For a basic field stripping to clean the first couple times are intimidating. Youtube are your good friends to SEE how it is put back together. After a few times it starts to make sense and you start to know what you are doing. A full tear down isn't really needed to clean the internals if you have a spray type gun scrubber. I clean my Mklll 22/45 LITE thoroughly every 500-1000 rounds although more frequently when new. The Mkll's really need little modding and are shooters right out of the box. You made a good choice. The S&W Victory being new has had a few issues so you have sidestepped those problems too. I like the fit and feel of the Rugers also.


----------



## NLAlston (Nov 15, 2011)

Indigowolf said:


> For a basic field stripping to clean the first couple times are intimidating. Youtube are your good friends to SEE how it is put back together. After a few times it starts to make sense and you start to know what you are doing. A full tear down isn't really needed to clean the internals if you have a spray type gun scrubber. I clean my Mklll 22/45 LITE thoroughly every 500-1000 rounds although more frequently when new. The Mkll's really need little modding and are shooters right out of the box. You made a good choice. The S&W Victory being new has had a few issues so you have sidestepped those problems too. I like the fit and feel of the Rugers also.
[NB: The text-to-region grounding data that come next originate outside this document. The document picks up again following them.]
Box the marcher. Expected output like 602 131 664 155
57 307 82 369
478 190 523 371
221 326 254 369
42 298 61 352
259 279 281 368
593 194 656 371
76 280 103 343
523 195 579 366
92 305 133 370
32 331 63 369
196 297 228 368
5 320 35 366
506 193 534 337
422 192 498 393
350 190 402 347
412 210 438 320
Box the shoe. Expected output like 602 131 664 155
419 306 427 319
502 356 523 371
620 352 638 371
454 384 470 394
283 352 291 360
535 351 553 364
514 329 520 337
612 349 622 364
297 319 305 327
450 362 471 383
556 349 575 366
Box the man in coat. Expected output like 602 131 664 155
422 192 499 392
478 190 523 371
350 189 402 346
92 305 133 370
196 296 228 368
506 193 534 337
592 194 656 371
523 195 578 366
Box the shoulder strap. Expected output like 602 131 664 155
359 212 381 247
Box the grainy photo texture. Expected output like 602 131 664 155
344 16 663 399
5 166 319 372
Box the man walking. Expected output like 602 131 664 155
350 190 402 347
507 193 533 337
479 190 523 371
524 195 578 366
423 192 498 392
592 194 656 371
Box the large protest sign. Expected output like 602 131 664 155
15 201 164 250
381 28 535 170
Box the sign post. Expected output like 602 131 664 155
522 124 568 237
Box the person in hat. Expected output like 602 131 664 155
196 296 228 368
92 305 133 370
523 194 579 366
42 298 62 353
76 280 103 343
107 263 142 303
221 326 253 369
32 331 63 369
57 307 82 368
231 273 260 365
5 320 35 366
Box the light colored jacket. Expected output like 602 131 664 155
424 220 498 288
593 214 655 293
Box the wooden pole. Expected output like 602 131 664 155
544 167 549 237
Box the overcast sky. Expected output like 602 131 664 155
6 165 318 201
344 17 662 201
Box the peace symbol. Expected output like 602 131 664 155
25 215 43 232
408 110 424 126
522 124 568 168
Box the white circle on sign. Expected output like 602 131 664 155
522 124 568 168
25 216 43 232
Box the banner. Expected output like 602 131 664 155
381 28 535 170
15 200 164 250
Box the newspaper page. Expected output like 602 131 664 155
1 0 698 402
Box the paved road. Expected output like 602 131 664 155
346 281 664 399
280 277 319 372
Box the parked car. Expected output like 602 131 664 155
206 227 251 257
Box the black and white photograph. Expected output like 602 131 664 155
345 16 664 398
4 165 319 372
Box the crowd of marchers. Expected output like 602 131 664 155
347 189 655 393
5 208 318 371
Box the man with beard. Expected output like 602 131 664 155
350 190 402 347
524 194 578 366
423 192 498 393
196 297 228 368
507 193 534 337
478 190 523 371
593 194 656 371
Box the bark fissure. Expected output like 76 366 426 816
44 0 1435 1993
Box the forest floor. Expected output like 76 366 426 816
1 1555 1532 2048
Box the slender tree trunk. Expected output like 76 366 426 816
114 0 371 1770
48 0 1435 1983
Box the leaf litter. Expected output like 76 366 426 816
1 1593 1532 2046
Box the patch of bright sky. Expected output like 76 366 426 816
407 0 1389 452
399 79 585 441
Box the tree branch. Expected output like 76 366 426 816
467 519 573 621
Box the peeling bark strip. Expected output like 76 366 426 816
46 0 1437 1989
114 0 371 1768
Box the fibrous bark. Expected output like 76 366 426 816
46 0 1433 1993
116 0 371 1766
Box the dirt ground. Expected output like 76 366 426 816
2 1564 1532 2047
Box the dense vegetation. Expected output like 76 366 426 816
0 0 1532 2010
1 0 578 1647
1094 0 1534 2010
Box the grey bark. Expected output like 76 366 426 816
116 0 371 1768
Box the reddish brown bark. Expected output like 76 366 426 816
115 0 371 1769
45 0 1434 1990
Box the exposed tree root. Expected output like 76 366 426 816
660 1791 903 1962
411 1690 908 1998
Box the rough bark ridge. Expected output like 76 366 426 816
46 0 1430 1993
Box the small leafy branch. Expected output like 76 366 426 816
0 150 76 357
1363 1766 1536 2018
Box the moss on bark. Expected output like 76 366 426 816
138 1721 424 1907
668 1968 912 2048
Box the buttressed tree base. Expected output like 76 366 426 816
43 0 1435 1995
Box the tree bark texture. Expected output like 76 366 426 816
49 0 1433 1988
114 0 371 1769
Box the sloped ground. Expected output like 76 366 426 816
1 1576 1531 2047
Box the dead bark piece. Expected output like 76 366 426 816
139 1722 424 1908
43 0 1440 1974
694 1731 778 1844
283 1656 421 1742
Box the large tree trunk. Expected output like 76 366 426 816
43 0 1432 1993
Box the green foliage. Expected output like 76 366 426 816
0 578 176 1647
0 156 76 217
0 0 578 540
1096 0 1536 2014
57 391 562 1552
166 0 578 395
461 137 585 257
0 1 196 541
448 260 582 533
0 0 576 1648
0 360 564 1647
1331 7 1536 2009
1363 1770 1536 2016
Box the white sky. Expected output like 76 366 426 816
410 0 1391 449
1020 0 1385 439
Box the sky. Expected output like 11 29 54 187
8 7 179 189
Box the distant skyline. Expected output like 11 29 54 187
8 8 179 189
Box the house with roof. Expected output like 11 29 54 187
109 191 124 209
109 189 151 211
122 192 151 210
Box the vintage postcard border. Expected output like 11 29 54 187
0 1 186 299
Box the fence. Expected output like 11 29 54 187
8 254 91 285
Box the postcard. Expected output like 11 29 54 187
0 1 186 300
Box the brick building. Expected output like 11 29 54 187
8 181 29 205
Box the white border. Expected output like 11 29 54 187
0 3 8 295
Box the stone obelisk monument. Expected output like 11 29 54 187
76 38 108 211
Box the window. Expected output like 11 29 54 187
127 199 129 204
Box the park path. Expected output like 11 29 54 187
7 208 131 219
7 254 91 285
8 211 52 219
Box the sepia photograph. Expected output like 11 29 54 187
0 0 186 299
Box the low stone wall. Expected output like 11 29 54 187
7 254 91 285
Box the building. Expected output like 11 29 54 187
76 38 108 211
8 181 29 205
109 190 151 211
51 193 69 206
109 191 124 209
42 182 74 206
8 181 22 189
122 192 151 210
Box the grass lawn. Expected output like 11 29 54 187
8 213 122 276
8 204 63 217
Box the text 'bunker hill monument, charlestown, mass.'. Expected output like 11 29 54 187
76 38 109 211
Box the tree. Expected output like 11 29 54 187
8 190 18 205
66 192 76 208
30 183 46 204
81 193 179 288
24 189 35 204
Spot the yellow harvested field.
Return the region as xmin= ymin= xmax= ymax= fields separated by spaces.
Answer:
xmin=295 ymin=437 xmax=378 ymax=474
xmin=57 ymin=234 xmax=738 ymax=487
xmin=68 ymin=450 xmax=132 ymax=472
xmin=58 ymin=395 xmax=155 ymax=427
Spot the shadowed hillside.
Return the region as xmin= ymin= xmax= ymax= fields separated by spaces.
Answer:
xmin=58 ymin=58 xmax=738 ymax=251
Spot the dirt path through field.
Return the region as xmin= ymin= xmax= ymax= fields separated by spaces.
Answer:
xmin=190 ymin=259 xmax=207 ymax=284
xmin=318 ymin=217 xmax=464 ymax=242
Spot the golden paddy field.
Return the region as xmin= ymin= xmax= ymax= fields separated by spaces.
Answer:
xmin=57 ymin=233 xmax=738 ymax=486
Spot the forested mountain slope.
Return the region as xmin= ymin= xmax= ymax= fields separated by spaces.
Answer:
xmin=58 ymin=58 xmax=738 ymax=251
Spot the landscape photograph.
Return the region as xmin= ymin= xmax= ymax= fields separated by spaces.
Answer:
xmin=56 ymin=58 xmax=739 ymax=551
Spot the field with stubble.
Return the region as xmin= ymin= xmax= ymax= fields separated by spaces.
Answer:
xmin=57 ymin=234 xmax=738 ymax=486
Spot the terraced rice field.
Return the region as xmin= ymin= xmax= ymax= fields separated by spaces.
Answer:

Thanks, Indigowolf - and please forgive the elapsed time in responding to you. I've just been so crazy busy. Yes, my MKll is surely a favorite of mine, and I am so glad that I took the financial plunge, for mine.


----------



## Babbalou1956 (Sep 2, 2014)

Another option just became available. The new Ruger Mark 4.


----------



## Ratbstd (Jul 31, 2016)

Check out Gun Blast for a review of the MKIV


----------



## Shipwreck (Jan 26, 2006)

Yes, I'd get the Mark Iv when it comes out. The Mk III is a major pain in the but to take apart and put back together for cleaning. And when new, it even needs a rubber mallet.

I had a Buckmark before, because of this. I plan to buy a S&W Victory for my son in another couple years when he gets older.


----------



## NLAlston (Nov 15, 2011)

That Mark IV is pretty impressive, indeed. I won't get rid of my MKll, but I sure hope to wind up being the proud owner of one of those.


----------